家賃滞納が2ヶ月以上になってしまった場合は,手をこまねいていてはいけません。

すぐに滞納解消のための手を打っていくべきです。

しかし,滞納問題に不慣れな大家さんは何をして良いか悩む局面でもありますね。

そんなときは,以下の雛形を使ってまずは内容証明郵便を相手に送ってみるとよいでしょう。

家賃滞納内容証明サンプル.docx

この内容証明の書式は,次の考え方により作ってあります。

・家賃滞納問題専用

他の問題(転貸,用法遵守義務違反等)には使えません。

・1枚のみで済む

内容証明郵便は枚数により料金が増額されます(1枚増えるごとに260円加算)。無駄な費用負担が少なく済むよう1枚のみとなるように作ってあります。よって,明渡訴訟の提起を予告する文言などは入っていません。

・黒丸(●)部分を適宜修正すればすぐに送付出来る

基本的な情報を打ちかえるだけですぐに送付できます。なお,打ちかえる場合は1行あたりの文字数が句読点を含め20文字以内となるようご注意いただく必要があります。

 

内容証明の準備の仕方

①上記催告書をダウンロードして内容を打ち替え,同じものを3枚印刷します。

(26行以内,1行あたり20文字以内となっているか念のため確認します。窓口で差し出す内容証明は文字数に制限がありますので万一制限を超える文字数になってしまっている場合は訂正が必要になります)

②3枚全てに押印します(認印可)。

③宛先(滞納者の住所)とご自身の住所を記載した封筒を用意します(住所は催告書に記載にした住所と同じ表記にします)。
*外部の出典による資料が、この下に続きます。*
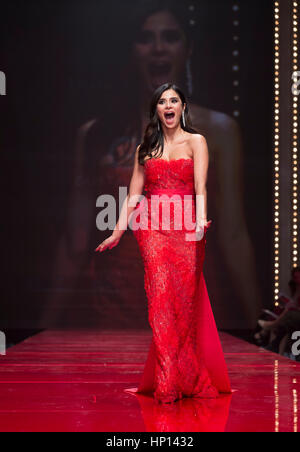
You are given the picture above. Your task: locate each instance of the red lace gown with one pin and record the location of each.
(185, 357)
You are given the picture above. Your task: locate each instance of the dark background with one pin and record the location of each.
(65, 64)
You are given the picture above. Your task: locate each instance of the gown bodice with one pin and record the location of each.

④ 郵便局に持ち込みます。集配郵便局など,大きな郵便局に行ってください。小さな郵便局では内容証明業務を扱っていないことがあります。

持ち物は以下です。

  •   ①で準備した催告書3枚
  •   ②で準備した封筒
  •   催告書に押印したハンコ(訂正が必要になった場合に備えて)
  •   郵便料金(通常は1252円)

窓口で「内容証明郵便を配達証明つきでお願いします」と伝え,用意した3枚の催告書と封筒を渡します(必ずしも配達証明は必要ではありませんが,後日裁判となった場合に備えて付けておくほうが無難です)。

⑤料金を支払います。通常は1252円です。

82円(郵便料金)+430円(書留料金)430円+(内容証明料金)+310円(配達証明)=1252円

⑥これで送付は完了です。控えを受け取って帰宅します。後日相手が内容証明郵便を受け取った場合は配達証明がはがきでご自宅に届きます。

 

以上のような手順で延滞をしている入居者に催告書を送ってみましょう。

内容証明というのは普通の方であればあまり受け取る機会のないものですから,かなりの心理的プレッシャーを与えることが出来,場合によってはすぐに滞納家賃が支払われて解決ということもあり得ます。

また,家賃の支払いがなされなかったとしても,後に裁判を起こす場合に相当期間を定めて催告したことと契約解除の意思表示をしたことを証明出来,有利に裁判を進めることが出来ます。

送ったことで不利になるということは通常ありませんから,あれこれ考えるよりはまずは送ってみるといいでしょう。

なお,内容証明により高い効果を得たい場合は専門家に依頼をするのもお勧めです。

ご本人名で出すのに比べて代理人として司法書士や弁護士という専門家名が入っている場合ではやはり心理的効果はかなり違ってきます。

その後の交渉も有利に進みますから,資金的余裕がある方や自分で色々と動く時間の取れない方は,司法書士や弁護士へ依頼されると良いでしょう。